LOS BESTIARIOS PORFIADOS
Si uno deja un libro a la intemperie en un lugar de poco tránsito humano, digamos colgado de un árbol en medio de un bosque, sobre la arena de una playa o en la punta de un cerro, la humedad será implacable con sus páginas. La imagen de una novela preferida amarilleando, enmudeciendo, volviéndose de nuevo humus y luego semilla de un árbol es otro argumento para encontrarle razón a quien afirme que la lectura ocurrió primero en las ciudades, en las casas, en la habitación. Y como ese esplendor de la modernidad que fue la invención del individuo habló con los narradores personales que seguían a los personajes minuciosamente definidos de las novelas de Balzac, de Dostoievski o de Dickens, hay que preguntarse de qué manera se consigue decir que acá donde vivimos no es posible estar solos leyendo en una cama, que así como la ciudad ya no tiene límites tampoco seremos capaces -como creían nuestros antepasados- de escapar de las sequías, de las avalanchas, de los maremotos, la humedad y los temblores.

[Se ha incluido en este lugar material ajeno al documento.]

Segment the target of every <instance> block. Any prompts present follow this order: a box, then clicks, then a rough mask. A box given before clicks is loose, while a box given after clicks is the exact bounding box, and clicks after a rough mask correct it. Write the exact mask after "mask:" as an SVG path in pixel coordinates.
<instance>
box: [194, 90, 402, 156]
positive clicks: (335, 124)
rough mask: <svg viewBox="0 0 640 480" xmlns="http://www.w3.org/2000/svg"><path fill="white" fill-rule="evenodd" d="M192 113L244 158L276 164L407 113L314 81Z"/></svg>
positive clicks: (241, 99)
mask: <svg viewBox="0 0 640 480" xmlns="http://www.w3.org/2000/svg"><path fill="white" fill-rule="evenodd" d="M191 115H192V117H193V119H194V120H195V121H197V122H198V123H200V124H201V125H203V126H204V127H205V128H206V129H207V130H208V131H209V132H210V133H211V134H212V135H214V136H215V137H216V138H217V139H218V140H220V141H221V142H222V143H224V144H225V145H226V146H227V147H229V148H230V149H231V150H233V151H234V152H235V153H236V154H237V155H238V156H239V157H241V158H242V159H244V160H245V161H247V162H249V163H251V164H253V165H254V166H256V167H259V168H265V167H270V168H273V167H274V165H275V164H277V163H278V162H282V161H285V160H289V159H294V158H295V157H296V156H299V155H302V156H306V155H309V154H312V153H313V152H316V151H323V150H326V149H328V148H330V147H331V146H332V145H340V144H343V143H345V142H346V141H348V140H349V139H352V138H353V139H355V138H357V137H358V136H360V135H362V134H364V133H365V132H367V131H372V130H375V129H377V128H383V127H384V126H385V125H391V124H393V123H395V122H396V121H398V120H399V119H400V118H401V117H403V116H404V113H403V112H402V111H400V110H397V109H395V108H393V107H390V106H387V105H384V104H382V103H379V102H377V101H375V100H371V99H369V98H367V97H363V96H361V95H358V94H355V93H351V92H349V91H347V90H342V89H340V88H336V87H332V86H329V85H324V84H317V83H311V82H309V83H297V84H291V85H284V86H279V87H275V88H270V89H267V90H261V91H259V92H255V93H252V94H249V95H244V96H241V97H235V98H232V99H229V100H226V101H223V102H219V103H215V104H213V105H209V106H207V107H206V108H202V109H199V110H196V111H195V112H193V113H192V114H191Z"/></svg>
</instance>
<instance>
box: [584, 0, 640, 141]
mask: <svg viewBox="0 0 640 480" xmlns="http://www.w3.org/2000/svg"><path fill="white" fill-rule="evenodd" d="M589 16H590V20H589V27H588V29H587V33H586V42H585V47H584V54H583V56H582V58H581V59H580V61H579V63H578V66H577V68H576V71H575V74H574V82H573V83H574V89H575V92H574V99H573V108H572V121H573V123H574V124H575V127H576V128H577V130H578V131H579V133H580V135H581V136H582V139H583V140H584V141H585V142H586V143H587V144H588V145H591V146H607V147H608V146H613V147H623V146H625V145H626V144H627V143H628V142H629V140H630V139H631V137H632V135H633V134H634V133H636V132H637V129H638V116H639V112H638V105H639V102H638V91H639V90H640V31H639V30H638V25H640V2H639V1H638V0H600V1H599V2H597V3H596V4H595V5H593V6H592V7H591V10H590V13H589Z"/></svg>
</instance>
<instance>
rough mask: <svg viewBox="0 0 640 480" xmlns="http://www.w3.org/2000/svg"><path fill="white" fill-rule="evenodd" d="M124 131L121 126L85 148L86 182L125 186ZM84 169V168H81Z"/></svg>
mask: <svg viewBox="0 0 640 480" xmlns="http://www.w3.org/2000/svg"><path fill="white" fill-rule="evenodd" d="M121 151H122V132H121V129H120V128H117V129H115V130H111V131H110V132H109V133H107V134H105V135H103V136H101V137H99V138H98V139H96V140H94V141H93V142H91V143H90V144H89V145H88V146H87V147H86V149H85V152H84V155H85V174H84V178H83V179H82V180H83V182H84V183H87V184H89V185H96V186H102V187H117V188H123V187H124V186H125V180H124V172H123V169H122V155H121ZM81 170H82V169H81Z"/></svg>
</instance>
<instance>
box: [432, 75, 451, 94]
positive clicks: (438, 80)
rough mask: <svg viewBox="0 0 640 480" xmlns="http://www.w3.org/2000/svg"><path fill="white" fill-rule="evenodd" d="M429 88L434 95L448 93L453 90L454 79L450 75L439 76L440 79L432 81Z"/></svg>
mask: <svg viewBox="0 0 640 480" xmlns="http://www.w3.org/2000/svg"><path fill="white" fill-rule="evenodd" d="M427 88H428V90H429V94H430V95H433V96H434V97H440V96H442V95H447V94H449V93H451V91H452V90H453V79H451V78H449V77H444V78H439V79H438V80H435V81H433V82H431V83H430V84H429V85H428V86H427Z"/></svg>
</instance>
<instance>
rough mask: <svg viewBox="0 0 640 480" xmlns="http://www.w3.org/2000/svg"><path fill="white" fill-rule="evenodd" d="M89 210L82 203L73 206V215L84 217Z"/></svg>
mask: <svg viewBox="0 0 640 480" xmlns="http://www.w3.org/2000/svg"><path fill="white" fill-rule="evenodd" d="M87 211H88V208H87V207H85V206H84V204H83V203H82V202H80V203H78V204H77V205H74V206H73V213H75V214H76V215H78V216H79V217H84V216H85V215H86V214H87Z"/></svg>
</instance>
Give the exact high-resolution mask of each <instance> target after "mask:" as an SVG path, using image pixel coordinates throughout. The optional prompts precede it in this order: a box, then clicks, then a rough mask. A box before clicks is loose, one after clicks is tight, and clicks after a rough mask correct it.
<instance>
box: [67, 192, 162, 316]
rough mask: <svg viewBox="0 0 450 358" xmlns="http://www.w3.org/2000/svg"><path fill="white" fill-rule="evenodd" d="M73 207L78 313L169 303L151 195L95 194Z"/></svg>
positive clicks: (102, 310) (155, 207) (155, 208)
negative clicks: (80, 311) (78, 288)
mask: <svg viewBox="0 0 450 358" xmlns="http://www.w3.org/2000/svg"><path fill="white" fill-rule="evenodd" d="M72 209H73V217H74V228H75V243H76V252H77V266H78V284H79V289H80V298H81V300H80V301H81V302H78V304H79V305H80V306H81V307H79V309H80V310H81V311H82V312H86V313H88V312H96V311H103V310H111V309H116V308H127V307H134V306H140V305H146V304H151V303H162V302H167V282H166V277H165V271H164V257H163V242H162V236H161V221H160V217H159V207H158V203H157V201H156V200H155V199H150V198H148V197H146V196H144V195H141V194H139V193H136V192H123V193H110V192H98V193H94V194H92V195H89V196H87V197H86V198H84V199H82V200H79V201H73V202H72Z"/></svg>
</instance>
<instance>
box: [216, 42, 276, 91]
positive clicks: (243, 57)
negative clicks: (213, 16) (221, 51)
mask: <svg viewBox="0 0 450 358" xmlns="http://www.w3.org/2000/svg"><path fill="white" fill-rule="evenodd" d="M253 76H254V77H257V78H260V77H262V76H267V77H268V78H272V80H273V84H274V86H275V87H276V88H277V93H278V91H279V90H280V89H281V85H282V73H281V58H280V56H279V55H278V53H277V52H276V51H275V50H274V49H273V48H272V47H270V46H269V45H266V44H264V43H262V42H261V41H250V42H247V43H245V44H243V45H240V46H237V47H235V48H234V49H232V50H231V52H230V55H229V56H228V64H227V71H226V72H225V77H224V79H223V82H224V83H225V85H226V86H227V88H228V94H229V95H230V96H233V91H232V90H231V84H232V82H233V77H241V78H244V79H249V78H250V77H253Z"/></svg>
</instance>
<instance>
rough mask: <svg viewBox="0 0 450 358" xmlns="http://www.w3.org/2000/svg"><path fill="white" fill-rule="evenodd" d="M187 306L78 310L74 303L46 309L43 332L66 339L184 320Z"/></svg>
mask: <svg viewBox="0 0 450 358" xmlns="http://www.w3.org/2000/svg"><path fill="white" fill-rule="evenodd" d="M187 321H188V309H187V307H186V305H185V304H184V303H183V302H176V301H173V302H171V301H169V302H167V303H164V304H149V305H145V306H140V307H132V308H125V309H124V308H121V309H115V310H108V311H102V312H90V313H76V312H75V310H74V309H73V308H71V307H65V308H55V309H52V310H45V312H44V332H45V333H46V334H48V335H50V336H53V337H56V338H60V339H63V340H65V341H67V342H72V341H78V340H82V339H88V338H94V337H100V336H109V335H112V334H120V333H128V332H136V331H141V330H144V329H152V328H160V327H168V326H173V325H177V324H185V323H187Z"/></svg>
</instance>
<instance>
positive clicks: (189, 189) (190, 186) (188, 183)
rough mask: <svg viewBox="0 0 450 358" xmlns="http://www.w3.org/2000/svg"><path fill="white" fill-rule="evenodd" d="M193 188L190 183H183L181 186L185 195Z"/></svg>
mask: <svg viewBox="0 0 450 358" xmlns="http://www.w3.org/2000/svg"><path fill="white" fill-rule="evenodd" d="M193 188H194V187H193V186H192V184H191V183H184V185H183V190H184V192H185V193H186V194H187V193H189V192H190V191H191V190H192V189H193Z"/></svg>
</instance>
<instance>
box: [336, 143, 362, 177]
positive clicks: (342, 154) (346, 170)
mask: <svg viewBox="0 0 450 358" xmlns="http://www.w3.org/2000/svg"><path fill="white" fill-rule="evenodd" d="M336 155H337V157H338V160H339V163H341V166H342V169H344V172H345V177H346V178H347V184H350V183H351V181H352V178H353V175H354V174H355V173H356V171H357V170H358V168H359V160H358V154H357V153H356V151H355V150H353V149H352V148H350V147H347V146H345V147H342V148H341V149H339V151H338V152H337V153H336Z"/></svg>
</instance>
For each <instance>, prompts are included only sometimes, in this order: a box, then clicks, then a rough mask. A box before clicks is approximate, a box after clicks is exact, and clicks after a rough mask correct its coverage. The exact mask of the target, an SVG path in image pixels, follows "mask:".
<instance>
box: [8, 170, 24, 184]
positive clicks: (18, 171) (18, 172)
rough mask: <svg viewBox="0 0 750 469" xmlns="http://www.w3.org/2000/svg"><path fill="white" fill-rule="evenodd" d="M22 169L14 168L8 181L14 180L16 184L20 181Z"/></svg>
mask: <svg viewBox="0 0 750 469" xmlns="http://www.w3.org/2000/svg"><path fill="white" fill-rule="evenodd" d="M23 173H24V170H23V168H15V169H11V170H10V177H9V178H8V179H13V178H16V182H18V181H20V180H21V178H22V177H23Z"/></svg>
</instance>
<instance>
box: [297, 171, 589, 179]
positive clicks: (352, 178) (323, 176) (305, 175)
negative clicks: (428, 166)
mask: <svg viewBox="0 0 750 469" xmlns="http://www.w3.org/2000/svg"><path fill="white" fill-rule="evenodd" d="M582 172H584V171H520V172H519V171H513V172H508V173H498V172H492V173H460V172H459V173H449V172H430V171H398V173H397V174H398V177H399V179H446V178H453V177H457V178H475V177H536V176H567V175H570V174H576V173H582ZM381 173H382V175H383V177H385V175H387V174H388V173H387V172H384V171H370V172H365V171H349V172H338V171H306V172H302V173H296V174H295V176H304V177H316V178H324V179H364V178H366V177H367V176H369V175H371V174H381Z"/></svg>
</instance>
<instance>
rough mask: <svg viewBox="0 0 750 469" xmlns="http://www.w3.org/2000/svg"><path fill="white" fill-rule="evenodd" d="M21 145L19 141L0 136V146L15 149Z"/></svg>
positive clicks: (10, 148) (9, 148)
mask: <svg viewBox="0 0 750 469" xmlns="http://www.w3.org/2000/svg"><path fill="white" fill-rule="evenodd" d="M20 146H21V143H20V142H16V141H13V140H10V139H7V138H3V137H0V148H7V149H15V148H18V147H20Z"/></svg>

Según esta certeza de que el relato moderno es el transcurso del tiempo en la voz de un individuo humano -certeza porque es una forma caduca de hablar de manera cierta de nuestro mundo-, el escritor belga André-Marcel Adamek intuye que una hebra marginal de la narrativa de occidente conduciría al lector hacia una novela que -redundante y necesariamente- sería nueva, pues no habría cristalizado en el alba del malgastado humanismo con El decamerón, El Quijote y Tristram Shandy, sino en los antiquísimos relatos zoometamórficos de los egipcios, los griegos, los latinos, los medievales y los románticos, que Virginia Woolf también vislumbró en Flush, al cambiar por un instante el mar como modelo de su escritura por la conciencia de un perro. Cuando Adamek le da voz narrativa a una corneja en la primera mitad de su novela El pájaro de los muertos, se aproxima a ese punto ciego que es el extremo de la hebra -si la tradición del bestiario aún no comenzaba es porque no había bestias; nosotros éramos animales también-, al quebrar la lógica progresiva del lenguaje humano con frases musicales, imaginando la posibilidad de un punto de vista narrativo leve, volador al mismo tiempo que rastrero, voraz de insectos, de raíces, territorial, colectivo y cruel. A mi pesar, la fascinación que el ave narradora siente por los humanos hace que, en el momento que dos hombres torpes y belicosos ingresan al relato, la novela se vuelva opaca y refleje sobre ella las caras del autor y del lector, recordándonos quiénes somos y que la literatura porfía en la Historia, alejándonos así de la posibilidad de dejar de ver los límites del lenguaje, de encontrar el silencio del árbol en medio de un bosque, la arena de una playa o la punta de un cerro. En cambio nos aferramos a un hilo que cruza la bestialidad y nos lleva al pleno tejido de la literatura occidental: las fieras ocupan el centro del relato porque se quiere poner énfasis en lo que no sirve de nada discutir, pero sí satirizar, como las zorras y cigüeñas de Lafontaine, el asno de Apuleyo, los caballos de Swift, los cerdos de Orwell o las vacas de Monterroso.
EL PÁJARO DE LOS MUERTOS. André-Marcel Adamek. Lom Ediciones. Santiago, 2005.